その後も働き続け、もうすぐ夜七時という頃。
これから夜の忙しい時間帯というところだ。
「ハル!ごめん、ちょっと駅前で牛乳買ってきてくれる?足りなくなりそうなの」
どうやら今日は牛乳の消費が予定よりも多かったらしい。麻理は申し訳なさそうに言っているが、個人経営の店だしその日によって予定よりも消費が多くなってしまうなんてことはこれまでにも何度かあったため春陽は全く気にしていない。
「わかりました。
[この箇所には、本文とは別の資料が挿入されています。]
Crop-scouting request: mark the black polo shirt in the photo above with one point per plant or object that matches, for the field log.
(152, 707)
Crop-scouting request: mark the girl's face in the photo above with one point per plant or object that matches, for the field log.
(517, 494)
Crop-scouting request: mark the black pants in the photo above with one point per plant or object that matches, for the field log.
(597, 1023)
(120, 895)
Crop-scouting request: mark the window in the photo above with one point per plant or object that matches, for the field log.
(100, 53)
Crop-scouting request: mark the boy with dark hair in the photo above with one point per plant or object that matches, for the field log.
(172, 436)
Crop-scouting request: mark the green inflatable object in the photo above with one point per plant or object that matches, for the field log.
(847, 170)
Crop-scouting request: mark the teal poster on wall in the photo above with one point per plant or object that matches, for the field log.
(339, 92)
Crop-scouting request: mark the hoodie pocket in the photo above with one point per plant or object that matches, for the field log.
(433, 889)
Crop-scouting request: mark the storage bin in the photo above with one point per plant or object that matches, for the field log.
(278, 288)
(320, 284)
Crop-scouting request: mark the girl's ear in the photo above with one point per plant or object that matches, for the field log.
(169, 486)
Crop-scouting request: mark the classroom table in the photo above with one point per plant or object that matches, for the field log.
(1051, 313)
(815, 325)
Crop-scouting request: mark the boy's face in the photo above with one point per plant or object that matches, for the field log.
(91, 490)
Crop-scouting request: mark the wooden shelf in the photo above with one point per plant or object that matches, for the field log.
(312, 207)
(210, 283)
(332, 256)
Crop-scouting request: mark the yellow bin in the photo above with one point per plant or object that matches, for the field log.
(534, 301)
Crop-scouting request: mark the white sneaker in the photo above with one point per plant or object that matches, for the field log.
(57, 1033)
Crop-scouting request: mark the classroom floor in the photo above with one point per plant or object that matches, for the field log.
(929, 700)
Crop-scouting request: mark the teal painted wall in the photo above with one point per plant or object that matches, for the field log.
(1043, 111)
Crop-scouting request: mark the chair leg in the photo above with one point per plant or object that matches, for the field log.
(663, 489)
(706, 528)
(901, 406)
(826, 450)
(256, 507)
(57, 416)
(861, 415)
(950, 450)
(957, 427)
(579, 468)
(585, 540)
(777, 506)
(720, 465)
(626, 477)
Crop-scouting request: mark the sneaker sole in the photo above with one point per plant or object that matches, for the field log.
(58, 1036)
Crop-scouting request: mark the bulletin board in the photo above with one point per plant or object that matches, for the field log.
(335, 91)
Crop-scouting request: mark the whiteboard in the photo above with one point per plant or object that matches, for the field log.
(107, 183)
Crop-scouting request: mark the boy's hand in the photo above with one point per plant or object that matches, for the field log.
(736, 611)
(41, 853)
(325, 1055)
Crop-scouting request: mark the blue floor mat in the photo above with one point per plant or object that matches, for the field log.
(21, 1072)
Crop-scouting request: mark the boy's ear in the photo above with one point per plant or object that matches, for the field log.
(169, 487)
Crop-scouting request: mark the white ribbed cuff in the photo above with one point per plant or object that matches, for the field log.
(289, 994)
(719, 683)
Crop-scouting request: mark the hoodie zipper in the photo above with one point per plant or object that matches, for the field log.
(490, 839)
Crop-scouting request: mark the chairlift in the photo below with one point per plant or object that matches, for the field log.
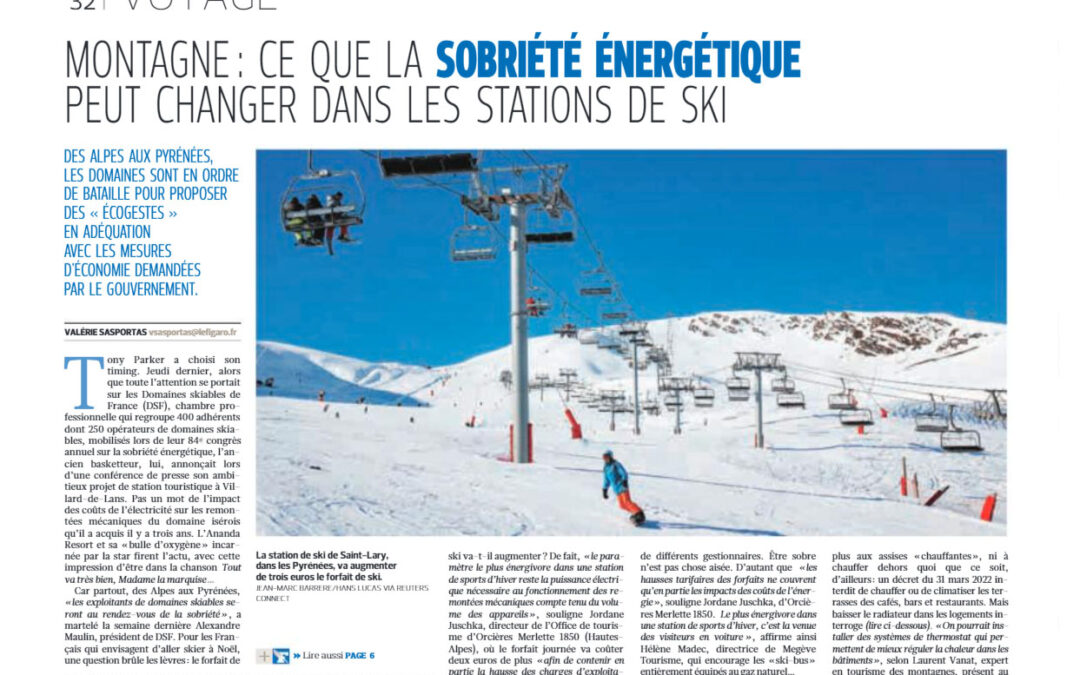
(321, 201)
(932, 421)
(537, 304)
(589, 336)
(738, 394)
(959, 440)
(791, 400)
(673, 401)
(550, 229)
(856, 417)
(471, 242)
(783, 385)
(704, 396)
(841, 401)
(737, 383)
すぐ買ってきます」
「夜はまだ冷えるから上着着て行ってね」
はい、と返事をしてバックヤードに置きっぱなしにしている黒のジャンパーコートを取りに行き、春陽は駅前に一っ走りするのだった。
駅前のスーパーで牛乳を買い、スーパーを出てきた春陽はフェリーチェに急ぎ戻ろうとしていた。
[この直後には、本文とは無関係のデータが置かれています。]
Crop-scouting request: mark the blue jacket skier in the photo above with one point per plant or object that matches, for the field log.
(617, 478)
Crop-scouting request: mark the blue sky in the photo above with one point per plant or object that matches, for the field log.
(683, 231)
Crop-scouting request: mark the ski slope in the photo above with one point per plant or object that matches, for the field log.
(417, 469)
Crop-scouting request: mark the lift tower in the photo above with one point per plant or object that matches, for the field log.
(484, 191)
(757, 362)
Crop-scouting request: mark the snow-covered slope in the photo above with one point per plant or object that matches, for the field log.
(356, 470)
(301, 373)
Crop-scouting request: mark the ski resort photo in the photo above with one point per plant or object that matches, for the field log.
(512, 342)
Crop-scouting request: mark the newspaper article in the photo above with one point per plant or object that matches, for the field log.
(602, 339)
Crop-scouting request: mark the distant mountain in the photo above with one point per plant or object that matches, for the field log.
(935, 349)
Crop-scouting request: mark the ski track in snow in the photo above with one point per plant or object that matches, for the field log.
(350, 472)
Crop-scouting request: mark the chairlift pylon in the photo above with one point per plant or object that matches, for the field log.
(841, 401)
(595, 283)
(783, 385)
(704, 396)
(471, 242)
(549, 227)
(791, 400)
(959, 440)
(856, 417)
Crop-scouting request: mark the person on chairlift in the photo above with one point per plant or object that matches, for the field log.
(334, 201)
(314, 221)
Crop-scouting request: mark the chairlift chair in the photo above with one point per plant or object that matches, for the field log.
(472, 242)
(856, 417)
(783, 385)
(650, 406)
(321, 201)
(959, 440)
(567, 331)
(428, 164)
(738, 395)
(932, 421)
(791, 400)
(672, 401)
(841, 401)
横断歩道で信号待ちをしていると、周囲の声が聞こえてきた。
「ねえ、あの子ちょっとヤバいんじゃない?」
「ん?ああ本当だ。ナンパかな?」
その声に釣られるように視線を上げると、横断歩道の向こう側で男三人に囲まれている女性が目に入った。
いや、正確には同じ学校の制服を着た女子生徒が目に入った。
そして、しばらく男達がその女子生徒に話しかけている様子が窺えたが、次の瞬間、
「っ!?離してください!」「きゃっ!?」
離してという大きな声に続き短い悲鳴が上がった。
男の手を振り払おうとした女子生徒の動きで、男が手に持っていたペットボトルの中身が女子生徒に思いっきりかかってしまったようだ。
その直後、信号が青へと変わった。
春陽は信号が変わった瞬間に横断歩道を駆け出した。
(あの野郎わざと手に持ってたのをぶっかけやがった!)
春陽の位置からはばっちり見えていた。男が女子生徒の動きに合わせて、ニヤニヤ笑いながら手に持っていたペットボトルの水を彼女の上半身目掛けて思いっきり自分からかけたのが。
いつもの自分なら同じ学校の生徒だろうと自分から助けにいくことなんてないだろう。
面倒なことには極力関わりたくないし、今は早く店に戻らなきゃいけないのもある。
なのに……。
男の目に余る所業に腹が立ったのか、それとも水をかけられた女子生徒の背中に何かを感じたのか、春陽は自分でもなぜかわからないまま、その現場に急ぎ向かい声を発した。
「すみません」
この後すぐに後悔することになるとは思いもせずに。